The NFT use case could be large enough to warrant the flexibility since NFTs are quite a generalized concept that captures different forms of value tokenization. The experience of using NFTs on Stellar would be much better than it is on other platforms and it will be much more cost-effective too in terms of fees. #4 seems like it’s a much harder challenge without baking complex logical structures within Stellar.
Has anyone tried solving these issues by using SEP-8 as a stop-gap solution? This is of-course non-ideal for something decentralized because of the "permissioned sell" requirement of SEP-8. However, these tokens can be deployed without any changes to core, horizon, and ecosystem wallets and would solve the use cases of #1, #2, and also #4 which is not possible with other solutions. We can make use of multisig to provide some level of decentralization to the SEP-8 sign-offs so there isn't a SPOF (eg: NFT portal, artist, and current owner can sign in a 2 of 3 multisig -- up to 20 signers).

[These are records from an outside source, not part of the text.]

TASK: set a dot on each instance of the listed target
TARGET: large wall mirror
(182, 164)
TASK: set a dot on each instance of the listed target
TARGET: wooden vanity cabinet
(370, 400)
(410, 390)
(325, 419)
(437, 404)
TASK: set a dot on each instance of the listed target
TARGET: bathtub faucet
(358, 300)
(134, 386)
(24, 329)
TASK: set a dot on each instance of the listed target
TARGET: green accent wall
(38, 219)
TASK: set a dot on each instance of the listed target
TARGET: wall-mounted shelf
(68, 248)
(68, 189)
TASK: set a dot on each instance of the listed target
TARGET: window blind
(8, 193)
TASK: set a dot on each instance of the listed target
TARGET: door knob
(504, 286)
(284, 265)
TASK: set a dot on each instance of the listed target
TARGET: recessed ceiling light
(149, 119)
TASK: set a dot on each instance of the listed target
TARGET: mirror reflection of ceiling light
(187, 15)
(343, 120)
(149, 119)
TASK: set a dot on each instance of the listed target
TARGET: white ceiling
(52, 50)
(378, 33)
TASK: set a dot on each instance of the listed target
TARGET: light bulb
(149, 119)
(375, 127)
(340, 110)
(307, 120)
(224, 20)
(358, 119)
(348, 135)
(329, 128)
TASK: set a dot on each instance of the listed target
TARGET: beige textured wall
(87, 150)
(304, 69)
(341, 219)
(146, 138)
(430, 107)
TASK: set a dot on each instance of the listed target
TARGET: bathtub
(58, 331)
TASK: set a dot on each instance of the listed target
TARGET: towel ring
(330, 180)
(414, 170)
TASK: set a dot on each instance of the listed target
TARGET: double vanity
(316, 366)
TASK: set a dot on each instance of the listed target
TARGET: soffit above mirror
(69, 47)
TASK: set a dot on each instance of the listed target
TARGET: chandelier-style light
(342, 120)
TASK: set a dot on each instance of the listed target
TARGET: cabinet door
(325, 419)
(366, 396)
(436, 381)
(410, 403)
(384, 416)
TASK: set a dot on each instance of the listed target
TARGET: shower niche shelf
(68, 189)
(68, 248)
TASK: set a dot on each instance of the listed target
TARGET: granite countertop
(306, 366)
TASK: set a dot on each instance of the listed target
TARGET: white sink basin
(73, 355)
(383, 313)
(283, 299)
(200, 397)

One way to look at the SEP-8 usage proposal in the context of NFTs is that it is a good way to experiment on Stellar with almost the same exact functionality as is available on Ethereum without changing too much within Stellar too soon. Once the NFT ecosystem grows within Stellar we would have learned a lot more about the challenges specific to Stellar that could help inform deeper protocol level changes for better NFT support within Stellar.